Suppose there are ways to save on your highest cost – labour – by getting your schedule forecast as accurate as possible? This enables you to invest or re-direct cash to other business areas to create stability, increase wages, plug skills gaps or offer your customers better value for money by protecting them from all the operational cost increases.

The great news is that in 2022, technology can help businesses get the right people in the right place, doing the right thing, at the right time in the right way! With the rising costs of doing business biting in every aspect, this is more important now than it has ever been.

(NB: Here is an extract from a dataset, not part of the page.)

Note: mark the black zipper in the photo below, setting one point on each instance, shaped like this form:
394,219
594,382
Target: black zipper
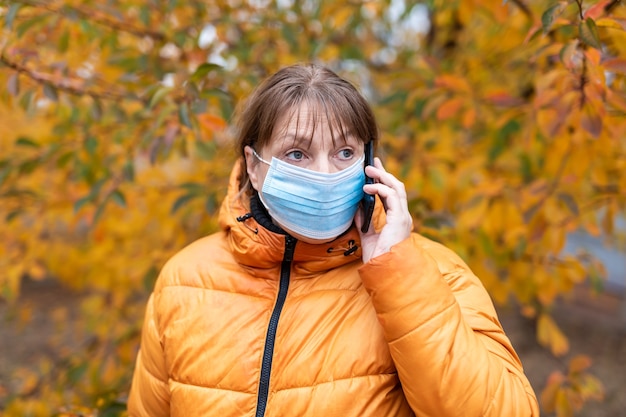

Harnessing this technology can help offset some of the additional costs. Right now, we are all facing an increase in daily living costs. This also affects businesses, which means that some key areas should be on the minds of business leaders. There is only so much money, and the increasing costs need to be passed onto the consumer at some point. Therefore, any opportunities for savings may give the competitive edge! Many businesses start their workforce management / labour optimisation journey and lose steam after the first couple of years. Maybe they don’t revisit their original labour standards, maybe they handover the management of these to a finance representative to save money, or it maybe something else that leads them away from a structured  way to create their labour plans.

It is commonplace that businesses try to make incremental improvements themselves, giving a handful of people the responsibility. The reality of this strategy is that there are savings in cost, but the impact is limited. The reason, simply because there is only so much you can do using traditional tools and with limited resource. Those who are serious about standardising their labour strategy will turn to technology, knowing that leveraging this powerful tool will automate and standardise many of the aspects that make it impossible to effectively implement changes at a company level using a relatively small team of people.